Quarta -. No entanto, o recurso argumenta sua afirmação não é tanto em preceito como expressamente declarado no artigo 3.4, que dá translatiu natureza e, portanto, sujeitos a transferências de impostos, elaboração de contratos, promessas ou opções com respeito de dizer que "quando o contrato de venda resultante dessas promessas finais ou não fez opções de pagamento, desde que, inicialmente, sido efetivamente resolvida por este imposto", e mais especificamente no segundo parágrafo que diz: "Se acreditado rescindir o contrato antes da expiração do referido período de cinco anos, ser realizada a restituição da quantia depositada, o que significa que a diferença entre o montante inicialmente satisfeito e deveria ter sido resolvida por acordo preparatório ".

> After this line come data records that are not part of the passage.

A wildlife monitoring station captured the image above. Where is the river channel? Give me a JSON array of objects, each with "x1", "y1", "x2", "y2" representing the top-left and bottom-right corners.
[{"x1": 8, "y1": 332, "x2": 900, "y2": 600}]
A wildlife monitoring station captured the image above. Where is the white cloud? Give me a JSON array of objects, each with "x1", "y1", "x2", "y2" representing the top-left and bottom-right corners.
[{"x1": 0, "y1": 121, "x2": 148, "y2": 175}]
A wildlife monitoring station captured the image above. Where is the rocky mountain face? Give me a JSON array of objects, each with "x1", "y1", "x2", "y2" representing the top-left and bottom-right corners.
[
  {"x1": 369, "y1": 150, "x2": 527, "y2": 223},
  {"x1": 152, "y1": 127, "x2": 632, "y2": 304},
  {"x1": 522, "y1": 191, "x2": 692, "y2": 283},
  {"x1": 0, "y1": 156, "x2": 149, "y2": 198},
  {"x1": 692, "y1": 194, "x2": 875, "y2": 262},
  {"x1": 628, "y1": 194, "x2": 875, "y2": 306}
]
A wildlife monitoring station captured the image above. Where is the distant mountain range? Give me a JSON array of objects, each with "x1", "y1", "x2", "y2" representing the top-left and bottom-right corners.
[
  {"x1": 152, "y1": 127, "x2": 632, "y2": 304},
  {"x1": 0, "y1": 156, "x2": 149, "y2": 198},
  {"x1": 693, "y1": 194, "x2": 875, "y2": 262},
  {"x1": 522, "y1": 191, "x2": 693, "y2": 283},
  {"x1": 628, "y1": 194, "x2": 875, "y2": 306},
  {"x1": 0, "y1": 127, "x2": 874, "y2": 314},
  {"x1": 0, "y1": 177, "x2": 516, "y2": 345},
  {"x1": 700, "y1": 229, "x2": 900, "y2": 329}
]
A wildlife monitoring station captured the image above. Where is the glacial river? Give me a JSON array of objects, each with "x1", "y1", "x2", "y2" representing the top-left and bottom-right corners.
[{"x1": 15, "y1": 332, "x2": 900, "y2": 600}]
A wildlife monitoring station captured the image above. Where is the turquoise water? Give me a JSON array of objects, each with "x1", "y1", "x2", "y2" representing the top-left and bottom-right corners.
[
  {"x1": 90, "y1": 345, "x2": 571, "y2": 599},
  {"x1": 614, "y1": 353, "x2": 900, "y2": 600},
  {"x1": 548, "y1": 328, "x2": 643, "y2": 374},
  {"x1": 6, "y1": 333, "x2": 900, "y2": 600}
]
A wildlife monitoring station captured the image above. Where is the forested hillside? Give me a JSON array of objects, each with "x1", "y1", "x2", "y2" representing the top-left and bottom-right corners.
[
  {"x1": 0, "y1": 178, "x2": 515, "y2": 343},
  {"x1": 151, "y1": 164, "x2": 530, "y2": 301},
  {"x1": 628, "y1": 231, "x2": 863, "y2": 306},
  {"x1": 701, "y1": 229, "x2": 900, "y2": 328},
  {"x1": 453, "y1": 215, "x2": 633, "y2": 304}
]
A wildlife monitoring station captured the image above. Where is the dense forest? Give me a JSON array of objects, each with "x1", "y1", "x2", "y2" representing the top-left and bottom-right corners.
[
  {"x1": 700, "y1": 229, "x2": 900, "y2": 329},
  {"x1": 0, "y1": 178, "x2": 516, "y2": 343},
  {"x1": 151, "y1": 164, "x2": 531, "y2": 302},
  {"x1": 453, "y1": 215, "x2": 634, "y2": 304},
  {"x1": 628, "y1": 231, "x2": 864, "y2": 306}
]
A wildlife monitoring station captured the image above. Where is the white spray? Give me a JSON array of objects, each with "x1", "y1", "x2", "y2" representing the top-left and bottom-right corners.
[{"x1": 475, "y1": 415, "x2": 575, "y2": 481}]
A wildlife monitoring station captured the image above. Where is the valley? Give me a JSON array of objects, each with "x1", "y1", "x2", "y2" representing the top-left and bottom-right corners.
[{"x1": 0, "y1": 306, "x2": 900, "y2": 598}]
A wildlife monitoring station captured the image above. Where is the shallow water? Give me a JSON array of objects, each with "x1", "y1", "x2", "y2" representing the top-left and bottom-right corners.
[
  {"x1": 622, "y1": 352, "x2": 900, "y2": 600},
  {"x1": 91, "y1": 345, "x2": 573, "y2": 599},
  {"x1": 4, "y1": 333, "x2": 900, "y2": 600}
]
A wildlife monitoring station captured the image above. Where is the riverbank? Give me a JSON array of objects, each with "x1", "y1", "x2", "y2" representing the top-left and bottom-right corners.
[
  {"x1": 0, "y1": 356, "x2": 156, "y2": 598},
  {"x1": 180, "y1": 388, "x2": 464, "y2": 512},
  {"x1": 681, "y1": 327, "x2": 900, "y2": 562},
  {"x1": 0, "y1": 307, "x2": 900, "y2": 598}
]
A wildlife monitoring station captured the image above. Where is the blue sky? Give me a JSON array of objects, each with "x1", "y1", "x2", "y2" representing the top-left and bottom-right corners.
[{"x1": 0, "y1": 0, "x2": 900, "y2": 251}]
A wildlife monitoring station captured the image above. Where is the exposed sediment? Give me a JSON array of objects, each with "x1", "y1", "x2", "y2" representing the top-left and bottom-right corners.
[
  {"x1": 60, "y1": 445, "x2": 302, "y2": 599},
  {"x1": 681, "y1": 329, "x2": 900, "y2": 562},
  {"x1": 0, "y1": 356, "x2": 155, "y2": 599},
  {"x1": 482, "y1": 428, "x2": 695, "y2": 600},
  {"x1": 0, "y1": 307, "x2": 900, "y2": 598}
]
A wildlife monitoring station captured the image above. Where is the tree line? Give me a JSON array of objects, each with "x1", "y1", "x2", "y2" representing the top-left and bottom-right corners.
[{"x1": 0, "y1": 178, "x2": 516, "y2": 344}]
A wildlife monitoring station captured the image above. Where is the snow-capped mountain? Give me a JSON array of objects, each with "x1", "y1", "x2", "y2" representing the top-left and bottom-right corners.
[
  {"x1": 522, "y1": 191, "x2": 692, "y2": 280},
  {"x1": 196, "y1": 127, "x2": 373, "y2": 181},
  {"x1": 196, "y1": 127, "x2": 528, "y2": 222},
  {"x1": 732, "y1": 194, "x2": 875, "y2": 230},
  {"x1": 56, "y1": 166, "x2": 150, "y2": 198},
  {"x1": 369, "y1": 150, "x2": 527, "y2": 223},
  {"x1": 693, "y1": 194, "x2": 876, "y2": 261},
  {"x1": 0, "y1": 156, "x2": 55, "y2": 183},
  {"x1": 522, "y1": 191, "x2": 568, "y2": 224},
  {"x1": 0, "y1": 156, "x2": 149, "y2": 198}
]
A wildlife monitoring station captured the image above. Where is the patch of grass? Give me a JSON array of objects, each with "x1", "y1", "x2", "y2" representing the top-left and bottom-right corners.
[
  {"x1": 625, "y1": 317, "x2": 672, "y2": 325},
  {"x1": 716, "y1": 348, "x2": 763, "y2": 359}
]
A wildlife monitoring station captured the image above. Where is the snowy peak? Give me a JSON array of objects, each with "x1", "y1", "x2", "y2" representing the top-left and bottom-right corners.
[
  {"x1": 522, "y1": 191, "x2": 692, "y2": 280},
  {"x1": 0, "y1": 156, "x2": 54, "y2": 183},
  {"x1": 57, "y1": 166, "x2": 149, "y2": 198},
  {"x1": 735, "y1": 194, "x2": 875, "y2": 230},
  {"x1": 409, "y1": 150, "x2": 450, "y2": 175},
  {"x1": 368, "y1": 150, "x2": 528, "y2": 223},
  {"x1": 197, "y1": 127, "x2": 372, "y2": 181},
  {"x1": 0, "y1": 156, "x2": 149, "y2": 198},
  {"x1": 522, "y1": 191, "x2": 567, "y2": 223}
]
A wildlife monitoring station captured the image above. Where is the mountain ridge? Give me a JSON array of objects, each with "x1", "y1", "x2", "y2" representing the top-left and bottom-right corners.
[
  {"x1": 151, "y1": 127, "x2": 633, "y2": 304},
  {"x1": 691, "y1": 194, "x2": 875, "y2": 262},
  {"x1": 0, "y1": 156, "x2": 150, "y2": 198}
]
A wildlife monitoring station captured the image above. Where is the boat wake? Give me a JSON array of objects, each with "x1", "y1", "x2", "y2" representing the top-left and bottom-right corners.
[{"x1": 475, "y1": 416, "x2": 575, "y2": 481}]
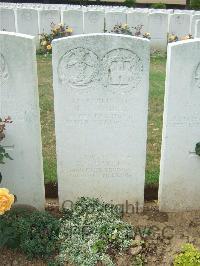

Esta regra se aplica aos casos em que o primeiro contrato tem sido um contrato preparatório, uma promessa de venda ou uma opção, e se o primeiro contrato não era uma promessa de venda, mas uma venda, como os derivados do fato de que o segundo refere-se ao contrato de concessão do primeiro ponto no primeiro "expostos" como um contrato de venda eo fato de não ter contribuído para as performances, então não posso dizer que o primeiro contrato era uma promessa de venda.
Embora este argumento poderia ser demitido em recurso, se o primeiro contrato de venda tinha sido prometido não iria prosperar na tese atraente. Isso significa que o segundo parágrafo do artigo 3.4, caso se prove que a resolução do contrato final de compra e venda (não a promessa de transação e quer que o recurso) que é pago para a transferência, mas que o desconto deveria ter sido pago por causa da promessa de transação que não podem ser devolvidos porque a lei dá caráter translatiu, como vimos, a promessa de transação. "
Juízo do Tribunal Superior 26/1/10 sala administrativa datada, oeste L. Saura, número 04-2010.